Guns sold by gun stores kill tens of thousands of Americans every year, through homicides, suicides and accidents. Pizza may raise our cholesterol but otherwise is rather benign.

I would celebrate the day gun dealers close their gun shops and open pizza parlors instead.

Alan Cohen


Delegate's priorities seem to be misplaced

Baltimore is in its depressed position of high unemployment, high crime and low education test scores because of the confused priorities of some of its elected officials.

Recently, the city's school system exceeded its budget and responded by laying off teachers and teacher's aides and cutting summer school. I did not read of any organized protests by any Baltimore elected officials.

Yet, as Baltimore is listed as one of the five most violent cities in the country and had 253 murders in 2002 (a significant number of which were killings of juveniles), Del. Salima S. Marriott organized protests in Annapolis asking Gov. Parris N. Glendening to release 10 convicted murderers ("Annapolis vigil for life-term prisoners," Jan. 1).

Where was Ms.
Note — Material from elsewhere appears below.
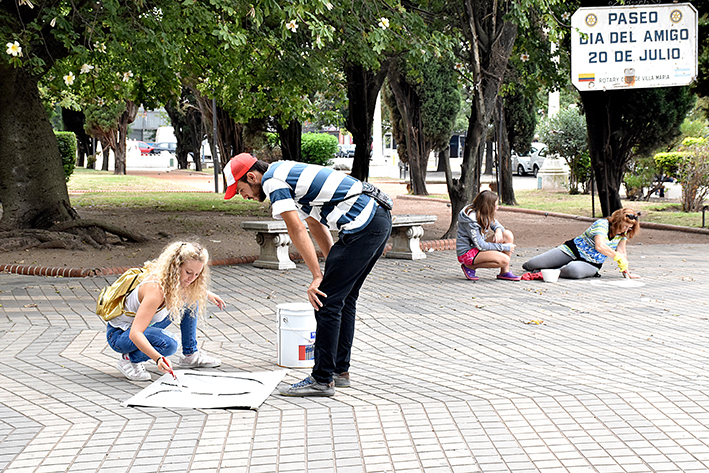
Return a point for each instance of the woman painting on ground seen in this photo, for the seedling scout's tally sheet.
(583, 256)
(175, 290)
Marriott when the teachers lost their jobs?

I guess she does not understand that education is the key to success or that by providing students summer school might reduce the city's extremely high juvenile homicide rate.

Vance T. Morris

Ellicott City

Scary neighbors hurt the west side

Reading about Brenda Meier's "courage" for being an urban "pioneer" resident of Baltimore's west side ("Uncertain, but staying put," Jan. 2), I found no mention of why she should be considered courageous or why her street turns into a "ghost town" nearby. Or why she has never visited her neighborhood's "remodeled" Lexington Market.

All I know is that whenever I have to drive through this urban desolation, day or night, I make certain all my car doors are locked. And on my last visit to Lexington Market, non-shoppers hanging out there scared the heck out of me and I left.

Jack Sherwood

Severna Park

Keep Loyola project out of Woodberry

The Sun reported that a component of the feud between state Sen. Joan Carter Conway and Mayor Martin O'Malley is reports of how the mayor has neglected neighborhoods ("Key campaign ally now among mayor's most blunt critics," Jan. 3).
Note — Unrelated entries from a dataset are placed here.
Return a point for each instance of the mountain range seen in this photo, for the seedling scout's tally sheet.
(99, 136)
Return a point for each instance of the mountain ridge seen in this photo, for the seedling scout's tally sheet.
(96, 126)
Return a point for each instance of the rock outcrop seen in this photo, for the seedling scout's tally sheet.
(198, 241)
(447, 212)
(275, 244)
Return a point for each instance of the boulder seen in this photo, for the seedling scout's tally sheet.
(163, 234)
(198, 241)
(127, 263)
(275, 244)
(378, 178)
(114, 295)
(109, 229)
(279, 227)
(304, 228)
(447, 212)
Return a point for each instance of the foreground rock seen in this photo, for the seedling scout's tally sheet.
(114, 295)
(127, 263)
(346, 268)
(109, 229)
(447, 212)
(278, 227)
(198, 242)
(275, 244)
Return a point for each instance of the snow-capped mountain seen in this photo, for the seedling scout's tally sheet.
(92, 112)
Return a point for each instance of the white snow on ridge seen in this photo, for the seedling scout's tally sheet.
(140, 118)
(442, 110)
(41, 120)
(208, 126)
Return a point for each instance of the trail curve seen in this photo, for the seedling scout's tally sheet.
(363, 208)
The mayor could prove his critics wrong by reversing his position and rejecting Loyola College's land grab in the Woodberry neighborhood.
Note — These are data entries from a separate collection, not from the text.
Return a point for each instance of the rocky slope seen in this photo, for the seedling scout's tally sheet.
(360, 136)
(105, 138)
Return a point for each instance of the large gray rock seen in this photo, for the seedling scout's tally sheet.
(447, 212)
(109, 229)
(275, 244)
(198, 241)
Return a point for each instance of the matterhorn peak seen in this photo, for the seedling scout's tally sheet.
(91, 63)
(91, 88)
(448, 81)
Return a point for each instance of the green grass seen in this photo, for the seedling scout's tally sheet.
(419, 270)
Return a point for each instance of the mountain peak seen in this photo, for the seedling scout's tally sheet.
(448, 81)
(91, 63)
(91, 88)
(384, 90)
Even more, he could accept the collective wisdom of the communities and adopt a Woodberry Comprehensive Plan, thus rejecting the disconnected, piecemeal development that his Planning Department prefers.

The Loyola project is a colossal mistake and has no place in Woodberry.

Myles Hoenig


Judge Boone finally gets some credit

As a Baltimore County lawyer who has practiced in Towson for 16 years, it is with bittersweet emotion that I see Judge A. Gordon Boone Jr. finally getting the attention he so richly deserves as his mandatory retirement approaches ("A colorful life on the bench," Jan. 6). It seems people such as Judge Boone aren't truly appreciated until they retire.